EFF Law Guide for Blogs and Bloggers

The EFF (Electronic Frontier Foundation) has a useful online

Legal Guide for Bloggers

which contains extensive FAQs (frequently asked questions [and answers]) covering blog and blogger liability and the legal rights and obligations of bloggers relating to:

IP (Copyrights, DMCA [Digital Millennium Copyright Act], Trademarks)
Right of Publicity
[and Libel]
Section 230 [see below]
Reporter’s Privilege
Election Law
Labor Law
Adult Materials

With respect to the above, Section 230 of the Communications Decency Act of 1996 (CDA), [which is part of the Telecommunications Act of 1996, see p. 78 in that linked pdf, Title 47 of the United States Code (47 USC § 230)], contains a very important provision. We cite the EFF comment thereto:

Section 230 says that “No provider or user of an interactive computer service shall be treated as the publisher or speaker of any information provided by another information content provider.” This federal law preempts any state laws to the contrary: “[n]o cause of action may be brought and no liability may be imposed under any State or local law that is inconsistent with this section.” The courts have repeatedly rejected attempts to limit the reach of Section 230 to “traditional” Internet service providers, instead treating many diverse entities as “interactive computer service providers.”
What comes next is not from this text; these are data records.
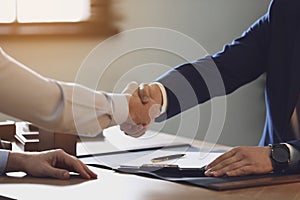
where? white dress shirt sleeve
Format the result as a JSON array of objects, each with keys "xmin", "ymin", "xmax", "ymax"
[
  {"xmin": 0, "ymin": 48, "xmax": 129, "ymax": 136},
  {"xmin": 0, "ymin": 149, "xmax": 9, "ymax": 175}
]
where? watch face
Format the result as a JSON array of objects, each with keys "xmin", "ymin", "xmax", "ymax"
[{"xmin": 272, "ymin": 147, "xmax": 290, "ymax": 163}]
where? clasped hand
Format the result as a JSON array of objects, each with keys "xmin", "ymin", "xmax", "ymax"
[{"xmin": 120, "ymin": 82, "xmax": 162, "ymax": 137}]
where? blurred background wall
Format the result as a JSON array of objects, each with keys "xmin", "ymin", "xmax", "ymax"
[{"xmin": 0, "ymin": 0, "xmax": 270, "ymax": 145}]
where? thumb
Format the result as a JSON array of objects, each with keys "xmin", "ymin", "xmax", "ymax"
[
  {"xmin": 122, "ymin": 81, "xmax": 139, "ymax": 94},
  {"xmin": 46, "ymin": 167, "xmax": 70, "ymax": 179}
]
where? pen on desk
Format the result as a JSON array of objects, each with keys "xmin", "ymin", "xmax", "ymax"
[{"xmin": 151, "ymin": 154, "xmax": 185, "ymax": 163}]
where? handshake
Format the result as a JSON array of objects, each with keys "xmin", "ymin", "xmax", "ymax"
[{"xmin": 120, "ymin": 82, "xmax": 163, "ymax": 137}]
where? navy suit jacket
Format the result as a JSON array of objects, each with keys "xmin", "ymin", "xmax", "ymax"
[{"xmin": 157, "ymin": 0, "xmax": 300, "ymax": 150}]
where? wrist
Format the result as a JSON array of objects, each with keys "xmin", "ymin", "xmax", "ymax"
[
  {"xmin": 153, "ymin": 82, "xmax": 167, "ymax": 114},
  {"xmin": 5, "ymin": 152, "xmax": 28, "ymax": 172},
  {"xmin": 269, "ymin": 144, "xmax": 291, "ymax": 172}
]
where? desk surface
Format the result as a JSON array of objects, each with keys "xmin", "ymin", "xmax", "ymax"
[{"xmin": 0, "ymin": 129, "xmax": 300, "ymax": 200}]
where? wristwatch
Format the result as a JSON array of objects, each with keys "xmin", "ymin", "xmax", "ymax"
[{"xmin": 269, "ymin": 144, "xmax": 291, "ymax": 172}]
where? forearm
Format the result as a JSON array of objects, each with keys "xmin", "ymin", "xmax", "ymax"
[
  {"xmin": 0, "ymin": 50, "xmax": 128, "ymax": 136},
  {"xmin": 5, "ymin": 152, "xmax": 27, "ymax": 172}
]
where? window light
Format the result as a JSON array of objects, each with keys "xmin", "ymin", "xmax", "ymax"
[
  {"xmin": 0, "ymin": 0, "xmax": 16, "ymax": 23},
  {"xmin": 0, "ymin": 0, "xmax": 91, "ymax": 23}
]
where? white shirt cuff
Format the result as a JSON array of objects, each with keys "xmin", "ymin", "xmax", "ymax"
[
  {"xmin": 108, "ymin": 94, "xmax": 129, "ymax": 124},
  {"xmin": 0, "ymin": 149, "xmax": 9, "ymax": 175},
  {"xmin": 154, "ymin": 82, "xmax": 168, "ymax": 114}
]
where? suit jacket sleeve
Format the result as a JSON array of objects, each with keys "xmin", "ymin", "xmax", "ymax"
[{"xmin": 0, "ymin": 149, "xmax": 9, "ymax": 175}]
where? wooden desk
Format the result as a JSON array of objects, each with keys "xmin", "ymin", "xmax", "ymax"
[{"xmin": 0, "ymin": 128, "xmax": 300, "ymax": 200}]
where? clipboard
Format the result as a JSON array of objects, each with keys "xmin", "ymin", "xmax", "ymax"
[
  {"xmin": 78, "ymin": 144, "xmax": 300, "ymax": 191},
  {"xmin": 115, "ymin": 165, "xmax": 300, "ymax": 191}
]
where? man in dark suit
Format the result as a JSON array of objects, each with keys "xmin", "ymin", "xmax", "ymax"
[{"xmin": 123, "ymin": 0, "xmax": 300, "ymax": 176}]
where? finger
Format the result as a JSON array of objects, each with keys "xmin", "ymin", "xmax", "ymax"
[
  {"xmin": 43, "ymin": 165, "xmax": 70, "ymax": 180},
  {"xmin": 56, "ymin": 150, "xmax": 91, "ymax": 179},
  {"xmin": 138, "ymin": 84, "xmax": 151, "ymax": 104},
  {"xmin": 65, "ymin": 156, "xmax": 91, "ymax": 179},
  {"xmin": 125, "ymin": 128, "xmax": 147, "ymax": 138},
  {"xmin": 122, "ymin": 81, "xmax": 139, "ymax": 94},
  {"xmin": 130, "ymin": 128, "xmax": 147, "ymax": 138},
  {"xmin": 205, "ymin": 148, "xmax": 237, "ymax": 170},
  {"xmin": 81, "ymin": 162, "xmax": 98, "ymax": 179},
  {"xmin": 208, "ymin": 153, "xmax": 243, "ymax": 171},
  {"xmin": 205, "ymin": 160, "xmax": 249, "ymax": 176}
]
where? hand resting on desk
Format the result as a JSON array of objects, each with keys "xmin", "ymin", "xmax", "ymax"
[{"xmin": 6, "ymin": 149, "xmax": 97, "ymax": 179}]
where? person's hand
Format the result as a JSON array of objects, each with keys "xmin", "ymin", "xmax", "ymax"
[
  {"xmin": 205, "ymin": 147, "xmax": 273, "ymax": 176},
  {"xmin": 138, "ymin": 83, "xmax": 163, "ymax": 105},
  {"xmin": 120, "ymin": 82, "xmax": 162, "ymax": 137},
  {"xmin": 6, "ymin": 149, "xmax": 97, "ymax": 179}
]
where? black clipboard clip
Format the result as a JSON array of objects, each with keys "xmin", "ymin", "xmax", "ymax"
[{"xmin": 115, "ymin": 164, "xmax": 205, "ymax": 178}]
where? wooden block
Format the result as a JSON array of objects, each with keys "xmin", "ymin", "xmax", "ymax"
[{"xmin": 15, "ymin": 122, "xmax": 78, "ymax": 156}]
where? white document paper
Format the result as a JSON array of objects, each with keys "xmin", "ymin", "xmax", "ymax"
[{"xmin": 123, "ymin": 151, "xmax": 222, "ymax": 168}]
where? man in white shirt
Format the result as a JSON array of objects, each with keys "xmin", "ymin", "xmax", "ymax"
[{"xmin": 0, "ymin": 48, "xmax": 160, "ymax": 178}]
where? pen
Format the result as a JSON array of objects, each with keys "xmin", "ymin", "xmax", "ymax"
[{"xmin": 151, "ymin": 154, "xmax": 185, "ymax": 163}]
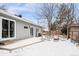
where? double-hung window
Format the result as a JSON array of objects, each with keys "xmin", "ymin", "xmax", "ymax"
[{"xmin": 2, "ymin": 19, "xmax": 15, "ymax": 38}]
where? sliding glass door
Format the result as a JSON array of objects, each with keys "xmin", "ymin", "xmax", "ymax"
[
  {"xmin": 2, "ymin": 19, "xmax": 15, "ymax": 38},
  {"xmin": 10, "ymin": 21, "xmax": 15, "ymax": 37},
  {"xmin": 2, "ymin": 19, "xmax": 9, "ymax": 38}
]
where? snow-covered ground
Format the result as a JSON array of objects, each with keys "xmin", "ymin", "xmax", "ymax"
[{"xmin": 0, "ymin": 37, "xmax": 79, "ymax": 56}]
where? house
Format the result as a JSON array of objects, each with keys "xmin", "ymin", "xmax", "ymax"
[
  {"xmin": 0, "ymin": 10, "xmax": 43, "ymax": 40},
  {"xmin": 67, "ymin": 24, "xmax": 79, "ymax": 40}
]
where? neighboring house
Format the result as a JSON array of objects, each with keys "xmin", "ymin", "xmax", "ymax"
[
  {"xmin": 67, "ymin": 24, "xmax": 79, "ymax": 40},
  {"xmin": 0, "ymin": 10, "xmax": 43, "ymax": 40}
]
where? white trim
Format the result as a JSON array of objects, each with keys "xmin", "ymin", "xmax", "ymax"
[{"xmin": 0, "ymin": 17, "xmax": 16, "ymax": 41}]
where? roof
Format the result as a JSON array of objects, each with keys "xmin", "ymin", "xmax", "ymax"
[
  {"xmin": 69, "ymin": 24, "xmax": 79, "ymax": 27},
  {"xmin": 0, "ymin": 9, "xmax": 43, "ymax": 28}
]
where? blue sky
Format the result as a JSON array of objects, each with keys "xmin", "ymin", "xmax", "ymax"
[
  {"xmin": 0, "ymin": 3, "xmax": 38, "ymax": 21},
  {"xmin": 0, "ymin": 3, "xmax": 79, "ymax": 25}
]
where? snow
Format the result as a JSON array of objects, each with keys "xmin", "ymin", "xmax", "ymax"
[
  {"xmin": 0, "ymin": 38, "xmax": 79, "ymax": 56},
  {"xmin": 0, "ymin": 37, "xmax": 41, "ymax": 49}
]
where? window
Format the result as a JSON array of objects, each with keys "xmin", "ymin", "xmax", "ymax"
[
  {"xmin": 30, "ymin": 28, "xmax": 33, "ymax": 36},
  {"xmin": 24, "ymin": 26, "xmax": 28, "ymax": 29},
  {"xmin": 2, "ymin": 19, "xmax": 8, "ymax": 38},
  {"xmin": 2, "ymin": 19, "xmax": 15, "ymax": 38},
  {"xmin": 10, "ymin": 21, "xmax": 14, "ymax": 37}
]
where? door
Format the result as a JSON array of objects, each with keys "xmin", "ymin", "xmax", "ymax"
[{"xmin": 2, "ymin": 19, "xmax": 15, "ymax": 38}]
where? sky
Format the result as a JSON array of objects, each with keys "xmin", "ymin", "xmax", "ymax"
[{"xmin": 0, "ymin": 3, "xmax": 79, "ymax": 26}]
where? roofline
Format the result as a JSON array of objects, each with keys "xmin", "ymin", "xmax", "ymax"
[{"xmin": 0, "ymin": 9, "xmax": 43, "ymax": 28}]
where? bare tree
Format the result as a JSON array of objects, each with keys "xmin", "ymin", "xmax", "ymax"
[
  {"xmin": 58, "ymin": 3, "xmax": 75, "ymax": 32},
  {"xmin": 0, "ymin": 4, "xmax": 7, "ymax": 10},
  {"xmin": 37, "ymin": 3, "xmax": 55, "ymax": 35}
]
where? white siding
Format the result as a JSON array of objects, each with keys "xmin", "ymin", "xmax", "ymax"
[
  {"xmin": 0, "ymin": 17, "xmax": 2, "ymax": 40},
  {"xmin": 16, "ymin": 21, "xmax": 29, "ymax": 39}
]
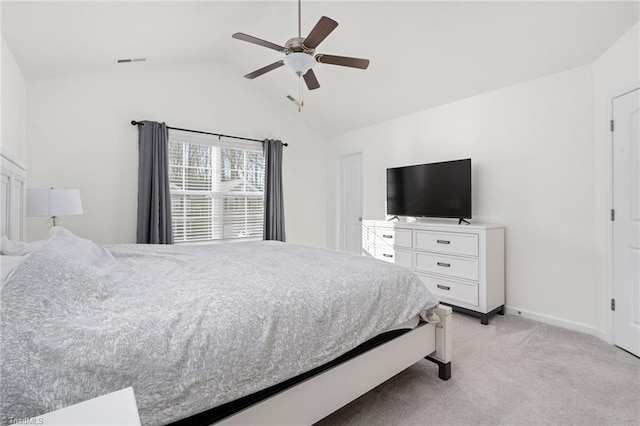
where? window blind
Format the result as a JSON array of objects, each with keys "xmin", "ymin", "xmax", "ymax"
[{"xmin": 169, "ymin": 130, "xmax": 264, "ymax": 243}]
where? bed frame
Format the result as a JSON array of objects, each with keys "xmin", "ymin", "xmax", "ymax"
[{"xmin": 215, "ymin": 305, "xmax": 451, "ymax": 426}]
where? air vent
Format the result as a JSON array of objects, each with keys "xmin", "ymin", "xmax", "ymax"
[{"xmin": 116, "ymin": 58, "xmax": 147, "ymax": 64}]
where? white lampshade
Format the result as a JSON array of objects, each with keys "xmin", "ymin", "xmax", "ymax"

As the EFF writes further:

“Bloggers can be both a provider and a user of interactive computer services. Bloggers are users when they create and edit blogs through a service provider, and they are providers to the extent that they allow third parties to add comments or other material to their blogs. “

“Your readers’ comments, entries written by guest bloggers, tips sent by email, and information provided to you through an RSS feed would all likely be considered information provided by another content provider. This would mean that you would not be held liable for defamatory statements contained in it. However, if you selected the third-party information yourself, no court has ruled whether this information would be considered “provided” to you. One court has limited Section 230 immunity to situations in which the originator “furnished it to the provider or user under circumstances in which a reasonable person…would conclude that the information was provided for publication on the Internet….”

[See the Wikipedia for a good short discussion of the CDA as well as Section 230, and note that some but not all of the CDA has been found to be unconstitutional. Some online sources give a false impression in this regard. For CDA cases involving libel and defamation see Internet Law.]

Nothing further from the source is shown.